O cartomante do Brasil



«O Brasil não é uma brincadeira: nem para os brasileiros, nem para Portugal, nem para a América do Sul, nem para os EUA.

Há alguns anos Ivan Lins partilhava uma bela canção com todos nós: "Cai o rei de Espadas/Cai o rei de Ouros/Cai o rei de Paus/Cai, não fica nada." Chamava-se o tema, sem ser por acaso, "Cartomante", em louvor do método de adivinhação que utiliza cartas. O futuro do Brasil não está nas cartas, nem talvez nos búzios. Está, muito provavelmente, em muitos daqueles deputados que tropeçavam na gramática, votavam como quem celebrava um golo, procuravam argumentos no Céu para o que tinham decidido na Terra.

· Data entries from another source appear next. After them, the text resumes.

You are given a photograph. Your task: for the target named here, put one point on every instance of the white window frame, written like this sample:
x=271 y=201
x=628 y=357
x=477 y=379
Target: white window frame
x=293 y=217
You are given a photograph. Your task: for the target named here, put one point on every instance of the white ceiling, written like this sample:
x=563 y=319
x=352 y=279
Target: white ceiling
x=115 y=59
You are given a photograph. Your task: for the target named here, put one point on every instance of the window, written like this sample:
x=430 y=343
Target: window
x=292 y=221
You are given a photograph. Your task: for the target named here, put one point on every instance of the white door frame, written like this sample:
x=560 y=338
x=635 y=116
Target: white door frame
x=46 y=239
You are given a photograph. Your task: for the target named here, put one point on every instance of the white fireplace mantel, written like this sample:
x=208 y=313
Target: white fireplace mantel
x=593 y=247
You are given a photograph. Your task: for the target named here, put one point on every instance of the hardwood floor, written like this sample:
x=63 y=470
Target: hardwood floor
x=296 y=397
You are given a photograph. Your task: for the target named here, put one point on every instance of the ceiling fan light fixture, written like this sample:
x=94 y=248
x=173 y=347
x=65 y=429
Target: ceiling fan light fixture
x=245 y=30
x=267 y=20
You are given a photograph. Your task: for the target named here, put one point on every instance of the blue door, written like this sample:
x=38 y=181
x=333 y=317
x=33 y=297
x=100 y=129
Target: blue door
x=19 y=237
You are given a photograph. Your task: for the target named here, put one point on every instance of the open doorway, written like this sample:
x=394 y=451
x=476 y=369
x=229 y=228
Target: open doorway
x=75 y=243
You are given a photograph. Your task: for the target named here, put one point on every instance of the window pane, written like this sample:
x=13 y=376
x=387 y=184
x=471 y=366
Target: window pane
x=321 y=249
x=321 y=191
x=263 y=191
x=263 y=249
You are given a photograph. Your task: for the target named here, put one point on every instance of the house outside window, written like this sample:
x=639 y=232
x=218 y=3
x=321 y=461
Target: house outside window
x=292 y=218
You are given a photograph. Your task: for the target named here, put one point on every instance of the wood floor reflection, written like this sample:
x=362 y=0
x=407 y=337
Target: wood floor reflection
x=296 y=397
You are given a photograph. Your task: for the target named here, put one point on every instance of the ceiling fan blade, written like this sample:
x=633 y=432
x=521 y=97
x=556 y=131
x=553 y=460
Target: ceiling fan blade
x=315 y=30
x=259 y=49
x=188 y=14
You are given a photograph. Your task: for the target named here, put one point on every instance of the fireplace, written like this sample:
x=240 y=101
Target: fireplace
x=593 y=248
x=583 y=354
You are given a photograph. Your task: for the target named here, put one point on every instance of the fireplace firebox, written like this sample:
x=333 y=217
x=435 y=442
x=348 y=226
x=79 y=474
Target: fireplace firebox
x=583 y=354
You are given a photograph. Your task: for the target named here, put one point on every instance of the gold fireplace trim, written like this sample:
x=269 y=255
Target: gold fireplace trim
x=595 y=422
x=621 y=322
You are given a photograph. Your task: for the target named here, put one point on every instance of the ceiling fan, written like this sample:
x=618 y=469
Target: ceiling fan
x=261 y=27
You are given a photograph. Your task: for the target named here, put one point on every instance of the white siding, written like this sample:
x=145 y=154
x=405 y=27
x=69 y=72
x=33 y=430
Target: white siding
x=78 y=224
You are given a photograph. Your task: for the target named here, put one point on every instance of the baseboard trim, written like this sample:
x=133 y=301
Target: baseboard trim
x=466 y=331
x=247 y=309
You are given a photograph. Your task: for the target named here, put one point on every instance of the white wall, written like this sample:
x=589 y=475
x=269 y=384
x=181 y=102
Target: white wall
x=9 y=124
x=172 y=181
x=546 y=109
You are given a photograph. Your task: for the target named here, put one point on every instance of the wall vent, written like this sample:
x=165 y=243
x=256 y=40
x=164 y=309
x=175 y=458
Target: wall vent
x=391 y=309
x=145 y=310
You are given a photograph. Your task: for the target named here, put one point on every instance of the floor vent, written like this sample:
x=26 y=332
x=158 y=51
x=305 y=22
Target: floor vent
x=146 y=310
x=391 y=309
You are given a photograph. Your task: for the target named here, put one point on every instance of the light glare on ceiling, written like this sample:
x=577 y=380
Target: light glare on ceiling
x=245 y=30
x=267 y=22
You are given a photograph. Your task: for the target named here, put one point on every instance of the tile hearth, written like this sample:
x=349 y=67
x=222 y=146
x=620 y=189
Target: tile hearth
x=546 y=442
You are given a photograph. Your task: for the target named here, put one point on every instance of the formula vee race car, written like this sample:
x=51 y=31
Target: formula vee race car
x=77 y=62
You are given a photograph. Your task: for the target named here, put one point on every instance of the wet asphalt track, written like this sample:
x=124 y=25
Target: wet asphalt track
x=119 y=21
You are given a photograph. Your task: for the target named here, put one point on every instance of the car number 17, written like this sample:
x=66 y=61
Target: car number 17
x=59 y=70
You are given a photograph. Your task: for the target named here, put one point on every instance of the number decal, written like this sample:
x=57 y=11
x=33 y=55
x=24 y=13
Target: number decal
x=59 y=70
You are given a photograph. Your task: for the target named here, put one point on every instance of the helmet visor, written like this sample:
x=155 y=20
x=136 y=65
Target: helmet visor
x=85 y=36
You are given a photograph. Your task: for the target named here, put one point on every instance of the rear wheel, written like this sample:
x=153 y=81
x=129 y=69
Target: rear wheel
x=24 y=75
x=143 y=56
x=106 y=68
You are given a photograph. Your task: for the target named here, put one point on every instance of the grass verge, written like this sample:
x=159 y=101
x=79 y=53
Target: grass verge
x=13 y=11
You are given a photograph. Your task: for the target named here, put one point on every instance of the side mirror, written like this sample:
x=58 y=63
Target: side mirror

Olhando para a Câmara de Deputados do Brasil, onde eleitos investigados pela justiça derrubavam outros suspeitos das mesmas coisas, ficou-se com a ideia de que ninguém ali dançava samba, mas sim mau funk da favela. O golpe de Michel Temer e de Eduardo Cunha deixa Dilma Rousseff de mãos atadas. O Planalto parece, agora, um voo de Ícaro. Só resta a Dilma reduzir os danos e partir para eleições antecipadas. É neste clima tempestuoso que o Brasil recebe os Jogos Olímpicos e sofre a chuva tropical da recessão económica.

Entre a festa e a realidade, o que sobra? Nem todos os jactos lavam mais branco. A água que sai pode ser demasiado suja. Até porque o Brasil se confronta agora com a sua estrutura constitucional (uma mistura de presidencialismo inspirado nos EUA com poderes legislativos do estilo europeu). Ou seja, um poder com pés de barro. Depois o país tem o mais fraco sistema partidário do continente, sem coerência e estilhaçado (tem desde a Bancada de Deus à da Bala e à do Boi, que defende cada uma o seu lóbi).

É preciso não esquecer que o sistema partidário, depois da ditadura militar, era inexistente. Derivavam de duas forças criadas pelos generais, o MDB e o ARENA, cuja diferença era definida por uns dizerem "sim" e os outros, "sim, senhor". Agora, caídas as cartas, sobra o medo, no meio da temível aritmética que fez cair Dilma.»